I hesitated. “So what else is wrong? I can see that you don’t trust us, even now.”
He walked closer to me, but did not touch me. “Where’d that white man come from?” he demanded.
“I’ve known him all my life,” I said. “He and I and the others have kept one another alive for a long time, now.”
“But…him and those others, they don’t feel anything. You’re the only one who feels.”
“We call it sharing. I’m the only one.”
“But they… You…”
“We help each other. A group is strong. One or two people are easier to rob and kill.”
“Yeah.” He looked around at the others. There was no great trust or liking in his expression, but he looked more relaxed, more satisfied. He looked as though he had solved a troubling puzzle.
Testing him, I let myself stumble. It was easy. I still had little feeling in my feet and legs.
Mora stepped aside. He didn’t touch me or offer help. Sweet guy.
I left Mora, went over to Allie, and walked with her for a while. Her grief and resentment were like a wall against me—against everyone, I suppose, but I was the one bothering her at the moment. And I was alive and her sister was dead, and her sister was the only family she had left, and why didn’t I just get the hell out of her face?
She never said anything. She just pretended I wasn’t there. She pushed Justin along in his carriage and wiped tears from her stony face now and then with a swift, whiplike motion. She was hurting herself, doing that. She was rubbing her face too hard, too fast, rubbing it raw. She was hurting me, too, and I didn’t need any more pain. I stayed with her, though, until her defenses began to crumble under a new wave of crippling grief. She stopped hurting herself and just let the tears run down her face, let them fall to her chest or to the broken blacktop. She seemed to sag under a sudden weight.
I hugged her then. I put my hands on her shoulders and stopped her half-blind plodding. When she swung around to face me, hostile and hurting, I hugged her. She could have broken free. I was feeling far from strong just then, but after a first angry pulling away, she hung on to me and moaned. I’ve never heard anyone moan like that. She cried and moaned there at the roadside, and the others stopped and waited for us. No one spoke. Justin began to whimper and Natividad came back to comfort him. The wordless message was the same for both child and woman: In spite of your loss and pain, you aren’t alone. You still have people who care about you and want you to be all right. You still have family.
After a while, Allie and I let each other go. She isn’t a chatty woman, especially not in her pain. She took Justin from Natividad, smoothed his hair, and held him. When we began walking again, she carried him for a while, and I pushed the carriage. We walked together, and there didn’t seem to be any need to say anything.
On the road, there was a fair amount of foot traffic in both directions. Still, I worried that a big group like ours would be noticeable and locatable, no matter what. I worried because I didn’t understand the ways of our attackers.
Sometime later when Allie put Justin back into the carriage and took the carriage from me, I moved to walk with Bankole and Emery. Emery was the one who explained things to me, and she was the one who spotted the smoke from the first fire—no doubt because she was looking for it. We couldn’t tell for sure, but the fire looked as though it might have begun back as far as where we had stopped at the oak copse.
“They’ll burn everything,” Emery whispered to Bankole and me. “They won’t stop until they’ve used up all the ’ro they have. All night, they’ll be burning things. Things and people.”
’Ro, pyro, pyromania. That damned fire drug again.
“Will they follow us?” I asked.
She shrugged. “There are a lot of us, and you killed some of them.

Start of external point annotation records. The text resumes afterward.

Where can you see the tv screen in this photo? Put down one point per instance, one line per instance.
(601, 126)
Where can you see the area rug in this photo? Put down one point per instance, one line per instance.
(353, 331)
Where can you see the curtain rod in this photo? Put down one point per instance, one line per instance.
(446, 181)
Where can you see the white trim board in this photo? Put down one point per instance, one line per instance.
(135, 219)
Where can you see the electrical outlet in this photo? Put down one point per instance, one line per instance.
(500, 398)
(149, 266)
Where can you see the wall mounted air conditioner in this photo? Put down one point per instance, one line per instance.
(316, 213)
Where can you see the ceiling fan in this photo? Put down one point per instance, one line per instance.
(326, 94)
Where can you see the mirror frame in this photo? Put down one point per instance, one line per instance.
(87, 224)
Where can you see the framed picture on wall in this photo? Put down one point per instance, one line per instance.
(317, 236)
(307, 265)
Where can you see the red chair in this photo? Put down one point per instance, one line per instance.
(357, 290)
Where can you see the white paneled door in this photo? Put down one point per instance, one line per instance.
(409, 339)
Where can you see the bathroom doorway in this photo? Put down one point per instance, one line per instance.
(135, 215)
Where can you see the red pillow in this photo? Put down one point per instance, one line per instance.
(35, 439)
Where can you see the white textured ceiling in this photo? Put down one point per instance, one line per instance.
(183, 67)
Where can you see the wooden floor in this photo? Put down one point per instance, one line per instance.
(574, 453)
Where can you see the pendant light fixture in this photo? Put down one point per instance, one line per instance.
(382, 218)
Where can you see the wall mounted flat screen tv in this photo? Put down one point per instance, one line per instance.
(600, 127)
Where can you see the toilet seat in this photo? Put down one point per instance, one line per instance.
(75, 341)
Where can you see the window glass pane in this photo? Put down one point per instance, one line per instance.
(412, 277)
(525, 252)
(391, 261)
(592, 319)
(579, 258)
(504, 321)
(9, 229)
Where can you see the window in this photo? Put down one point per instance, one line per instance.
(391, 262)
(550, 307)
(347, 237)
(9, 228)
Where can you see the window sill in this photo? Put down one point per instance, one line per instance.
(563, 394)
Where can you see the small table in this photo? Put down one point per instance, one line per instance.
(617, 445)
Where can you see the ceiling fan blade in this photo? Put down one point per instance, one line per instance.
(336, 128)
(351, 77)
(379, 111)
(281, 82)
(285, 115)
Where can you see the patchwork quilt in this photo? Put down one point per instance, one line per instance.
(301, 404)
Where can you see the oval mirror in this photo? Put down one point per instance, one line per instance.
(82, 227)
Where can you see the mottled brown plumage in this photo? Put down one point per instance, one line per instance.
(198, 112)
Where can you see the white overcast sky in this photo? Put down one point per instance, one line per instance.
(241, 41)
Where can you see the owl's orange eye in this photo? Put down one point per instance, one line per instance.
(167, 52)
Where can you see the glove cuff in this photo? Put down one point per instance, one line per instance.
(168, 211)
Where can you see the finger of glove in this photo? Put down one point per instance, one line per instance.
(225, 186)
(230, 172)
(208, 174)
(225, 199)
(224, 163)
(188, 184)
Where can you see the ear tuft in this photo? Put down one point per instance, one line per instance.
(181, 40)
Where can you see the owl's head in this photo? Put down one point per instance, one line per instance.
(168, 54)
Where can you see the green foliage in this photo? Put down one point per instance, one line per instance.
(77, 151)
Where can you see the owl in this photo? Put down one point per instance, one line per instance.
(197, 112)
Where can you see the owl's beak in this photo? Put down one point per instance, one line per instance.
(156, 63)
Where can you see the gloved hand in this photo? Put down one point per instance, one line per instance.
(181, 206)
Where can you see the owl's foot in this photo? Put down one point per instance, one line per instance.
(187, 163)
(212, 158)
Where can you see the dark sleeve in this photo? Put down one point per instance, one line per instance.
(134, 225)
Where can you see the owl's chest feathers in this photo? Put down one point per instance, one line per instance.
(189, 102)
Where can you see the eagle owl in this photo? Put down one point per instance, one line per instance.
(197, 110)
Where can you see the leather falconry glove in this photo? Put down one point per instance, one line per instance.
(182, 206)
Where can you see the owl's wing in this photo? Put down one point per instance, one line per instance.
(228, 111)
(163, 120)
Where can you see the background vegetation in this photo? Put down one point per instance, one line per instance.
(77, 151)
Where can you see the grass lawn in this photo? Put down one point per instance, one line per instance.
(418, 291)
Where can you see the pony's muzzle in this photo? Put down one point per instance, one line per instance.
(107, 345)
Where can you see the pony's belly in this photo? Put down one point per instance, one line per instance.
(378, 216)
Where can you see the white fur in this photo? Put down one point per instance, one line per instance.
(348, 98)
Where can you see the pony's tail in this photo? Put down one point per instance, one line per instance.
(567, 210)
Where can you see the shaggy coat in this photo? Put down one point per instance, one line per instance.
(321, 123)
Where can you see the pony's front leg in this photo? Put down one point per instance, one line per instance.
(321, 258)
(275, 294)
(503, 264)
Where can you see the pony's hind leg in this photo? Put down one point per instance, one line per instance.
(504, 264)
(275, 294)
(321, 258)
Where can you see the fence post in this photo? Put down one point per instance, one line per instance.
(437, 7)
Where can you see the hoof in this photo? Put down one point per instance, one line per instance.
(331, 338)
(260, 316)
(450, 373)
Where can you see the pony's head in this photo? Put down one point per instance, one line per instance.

I think they’ll take their revenge on other, weaker travelers.” Another shrug. “To them we’re all the same. A traveler is a traveler.”
“So unless we get caught in one of their fires…”
“We’ll be okay, yeah. They hate everybody who isn’t them. They would have sold my Tori to get some more ’ro.”
I looked at her bruised, swollen face. Bankole had given her something for her pain. I was grateful for that, and half-angry at him for refusing to give me anything. He didn’t understand my numbness and grogginess back at the copse, and it disturbed him. Well at least that had faded away. Let him die three or four times and see how he feels. No, I’m glad he’ll never know how it feels. It makes no sense. That brief, endless agony, over and over. It makes no sense at all. I keep catching myself wondering how it is that I’m still alive.
“Emery?” I said, keeping my voice low.
She looked at me.
“You know I’m a sharer.”
She nodded, then glanced sidelong at Bankole.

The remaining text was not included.